人の心胆をまことに寒からしめるのは、怖がらせを意図した絵より、画面には描かれてもいないのに、あるいはちゃんと画面にあって見ているというのに、見る側が少しも気づいていない絵の方ではないか。
引用:中野京子『怖い絵』(朝日出版社)
本書で紹介されている、ウィリアム・ホガースによる油絵「グラハムチルドレン」。ふっくらとした頬にあどけない瞳、こんな愛くるしい子どもたちの肖像画のどこに「恐怖」が……?
名画に隠されている、人間の奥底に横たわる暗い欲望、狂気、歪んだ愛情、残忍な支配者や自由のない社会階層、一瞬で幸福を流し去る潮の変わり目……。
さまざまな「恐怖」のなかでも一番怖かったのが、「生と死が隣り合わせ」であることでした。
本書で紹介されている名画が描かれた16世紀から19世紀の西洋では、死産や産褥死が珍しいことではなく、無事に生まれてきても成人まで育つ子はほんのわずか。
成人しても疫病、戦争、飢餓、処刑、拷問、虐殺の中を生き抜いていかなければいけない。
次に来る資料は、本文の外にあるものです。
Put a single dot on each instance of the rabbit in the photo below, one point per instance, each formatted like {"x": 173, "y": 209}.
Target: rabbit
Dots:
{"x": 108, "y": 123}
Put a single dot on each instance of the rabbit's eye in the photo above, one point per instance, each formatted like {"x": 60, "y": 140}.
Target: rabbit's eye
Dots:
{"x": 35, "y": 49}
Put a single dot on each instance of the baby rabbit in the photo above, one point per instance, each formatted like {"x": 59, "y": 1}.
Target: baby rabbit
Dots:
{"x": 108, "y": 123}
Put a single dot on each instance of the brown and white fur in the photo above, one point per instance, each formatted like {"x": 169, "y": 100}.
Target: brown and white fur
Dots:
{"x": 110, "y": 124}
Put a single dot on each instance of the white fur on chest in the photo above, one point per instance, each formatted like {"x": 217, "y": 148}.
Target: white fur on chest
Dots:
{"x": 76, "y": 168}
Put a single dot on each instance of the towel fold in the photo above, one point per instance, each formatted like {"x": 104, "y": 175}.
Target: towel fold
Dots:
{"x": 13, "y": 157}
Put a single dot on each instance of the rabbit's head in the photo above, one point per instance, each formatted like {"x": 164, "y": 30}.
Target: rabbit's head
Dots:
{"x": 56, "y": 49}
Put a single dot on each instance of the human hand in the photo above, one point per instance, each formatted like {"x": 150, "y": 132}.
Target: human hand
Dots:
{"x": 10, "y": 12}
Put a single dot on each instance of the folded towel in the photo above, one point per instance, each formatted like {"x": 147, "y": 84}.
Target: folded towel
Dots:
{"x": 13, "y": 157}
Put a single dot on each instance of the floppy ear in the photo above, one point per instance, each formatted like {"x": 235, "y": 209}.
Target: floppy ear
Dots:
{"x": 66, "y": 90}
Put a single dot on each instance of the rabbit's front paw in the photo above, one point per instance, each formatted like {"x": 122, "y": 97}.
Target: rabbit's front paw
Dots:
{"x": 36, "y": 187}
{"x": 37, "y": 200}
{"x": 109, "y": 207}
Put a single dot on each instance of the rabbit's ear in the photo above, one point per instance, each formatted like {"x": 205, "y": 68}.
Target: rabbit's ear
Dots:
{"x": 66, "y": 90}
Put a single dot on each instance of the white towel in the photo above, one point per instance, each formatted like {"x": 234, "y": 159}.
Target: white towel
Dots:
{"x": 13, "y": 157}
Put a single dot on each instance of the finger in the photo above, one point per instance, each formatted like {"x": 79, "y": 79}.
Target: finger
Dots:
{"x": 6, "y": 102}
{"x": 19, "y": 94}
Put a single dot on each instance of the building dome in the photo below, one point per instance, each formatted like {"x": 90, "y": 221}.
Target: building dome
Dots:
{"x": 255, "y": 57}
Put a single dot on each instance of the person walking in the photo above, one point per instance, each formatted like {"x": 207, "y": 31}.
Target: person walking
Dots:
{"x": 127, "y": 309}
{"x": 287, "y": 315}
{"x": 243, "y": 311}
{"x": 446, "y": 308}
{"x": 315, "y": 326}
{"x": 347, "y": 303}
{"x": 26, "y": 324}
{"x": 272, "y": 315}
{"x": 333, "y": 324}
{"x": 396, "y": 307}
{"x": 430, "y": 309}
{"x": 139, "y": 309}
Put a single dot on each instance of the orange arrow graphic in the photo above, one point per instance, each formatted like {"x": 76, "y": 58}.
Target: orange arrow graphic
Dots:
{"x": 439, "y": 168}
文字通り、明日をも知れぬ命であり、「死は日常」でした。
今までだって「死」を感じることはあったのに、なぜかこの本では痛いほど間近に感じました。著者の臨場感あふれる語り口に、自分が絵に描かれたその場にいたかのように感じながら物語を読み進めていたからかもしれません。
それとも、自分以外の「生」を身体に宿して、身を守ろうとする意識が強くなっていたからでしょうか。とにかく、自分たちの存在のもろさに気づいて、うすら寒くなりました。
しかし、「死」を意識することで、今ある「生」のありがたさも強く実感することになったのです。
さらに、今よりずっと過酷な時代を生き抜き、そして次の世代へ連綿と「生」を受け渡してきた先人たちにまで思いを馳せると、感嘆、感謝、敬意……いろいろな気持ちが湧いてきました。
死の恐怖を感じるときほど生きる実感を得られることはない。
引用:中野京子『怖い絵』(朝日出版社)
数か月後、「生」を引き継いで無事生まれてきてくれた娘には、ご先祖さまが「生」をつないでくれた証となるような名前を贈ることとなりました。
「怖い」のに魅惑的な物語の数々。その後も『怖い絵』シリーズほかをいろいろと愛読しています。怖ければ怖いほど「生」が輝いて見えるからかもしれません。
さて、このお話にはちょっと続きがあります。
ずっとずっと後に、占星術を学び始めた私がサビアンシンボル※を調べていたときのこと。
娘の生命を表す太陽の度数に書いてあったタイトルは「先祖の委員会」。
不思議な偶然に驚いたのは言うまでもありません。